İddianamede, Polat'ın olay günü yapımı sürdürülen rezidans inşaatının 14. katında dış cephe monorey sisteminin kurulması işinde çalıştığı ve 14. kat seviyesinden bindiği sepeti aşağıya indirmek isterken sepetle birlikte zemine düşerek hayatını kaybettiği belirtildi. Polat'ın montaj işinde çalışan eleman olarak sepetin can halatının bağlanmasını beklemesi lazımken bu halat bağlanmadan sepete bindiği bu nedenle tali kusurlu olduğu belirtildi. 4 şüpheli hakkında 'taksirle ölüme neden olmak' suçundan 6 yıla kadar hapis talebiyle dava açıldı.

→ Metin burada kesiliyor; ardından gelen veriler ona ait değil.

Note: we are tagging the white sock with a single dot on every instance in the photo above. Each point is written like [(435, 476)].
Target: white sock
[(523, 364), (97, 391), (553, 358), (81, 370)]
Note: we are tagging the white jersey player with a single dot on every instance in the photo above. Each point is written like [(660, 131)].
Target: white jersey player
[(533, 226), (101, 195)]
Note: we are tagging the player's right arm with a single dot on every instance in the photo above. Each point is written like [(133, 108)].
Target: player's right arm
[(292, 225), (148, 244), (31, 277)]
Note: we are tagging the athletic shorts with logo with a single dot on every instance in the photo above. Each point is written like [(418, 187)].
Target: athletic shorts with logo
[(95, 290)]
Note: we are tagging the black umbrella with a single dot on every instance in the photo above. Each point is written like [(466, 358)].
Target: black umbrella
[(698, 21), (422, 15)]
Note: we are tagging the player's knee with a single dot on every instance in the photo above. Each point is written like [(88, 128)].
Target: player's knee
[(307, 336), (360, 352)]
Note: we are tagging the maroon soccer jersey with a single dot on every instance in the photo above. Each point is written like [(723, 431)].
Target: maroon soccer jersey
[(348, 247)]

BİLİRKİŞİ: TORUNLAR'DAKİ ASANSÖR BASİT BİR YÜKE DAHİ DAYANAMAZDI
Polat'ın can vermesine ilişkin açılan tazminat davasının görüldüğü İstanbul 12. Sulh Hukuk Mahkemesi'nin talebi üzerine Makine Mühendisi Yüksel Yalçın, İnşaat Mühendisi Ertan Eras ve İş Güvenliği Uzmanı Engin Akşehirlioğlu tarafından bilirkişi raporunun ise hazırladığı Raporda; asansörde kullanılan cıvata çaplarının olması gerekenden daha düşük, somun çaplarının ise daha büyük olduğu ifade edilerek, kazanın 'Cıvata ve somunların basit bir yüke dahi direnemeyecek derecede, ölçüleri itibariyle hatalı olmasından dolayı sıyrılarak çıkması sonucu' meydana geldiği belirtildi. Polat'ın 'sepetin bağlantı diş bulonları somunlarının sıyrılıp çıkması sonucu' sepetle birlikte düşerek öldüğü ifade edildi.